What is the residue of cot(z) at z=0?

[Dixanadu]

Homework Statement

So guys..the title says it! I need to find the residue of cot(z) at z=0.

Homework Equations

For this situation, since the pole order is 1

Residue=\lim_{z \to z_{0}}(z-z_{0})f(z)

The Attempt at a Solution

So here's what I am doing in steps:

First, the singularity is at z=0. So z_{0}=0.

Then I multiply both sides by (z-z_{0})=z...to get (z-z_{0})f(z)=zcot(z)

Now taking the limit of this is as z = 0 is 0 \times \frac{cos(0)}{sin(0)}=0...but this is wrong, the residue is 1...
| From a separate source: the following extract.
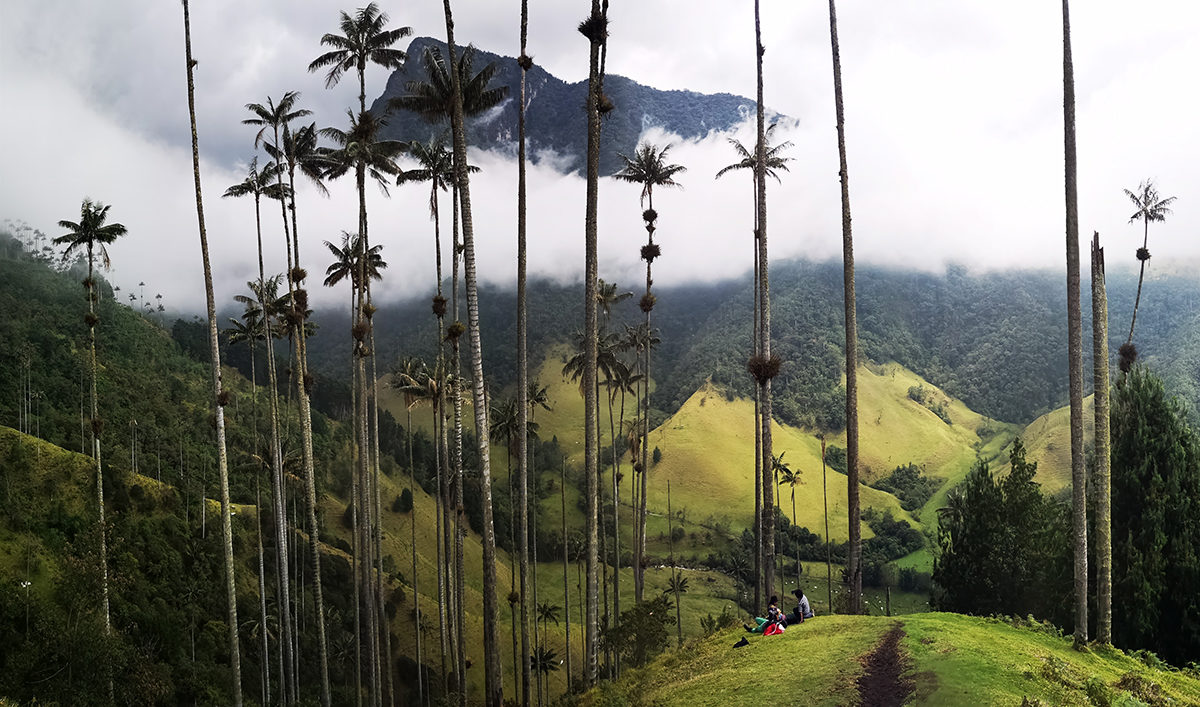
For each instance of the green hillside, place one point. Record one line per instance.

I know its something stupid that I am doing but what is it? even if i expand sin and cos I still end up with 0...

 

[B-80]

Study this argument carefully and see if that doesn't remind you of some elementary calculus:

0 \times \frac{cos(0)}{sin(0)}=0

 

[Dixanadu]

Yea I guess you're supposed to use L'Hopital's rule to find the behaviour of the function towards a limit...textbook didnt really say that

 

[B-80]

textbook didnt really say that

For most problems you encounter, there won't be a textbook to tell you anything at all. Take a minute to understand the trick.

 

[Dixanadu]

thanks for the hint tho bro!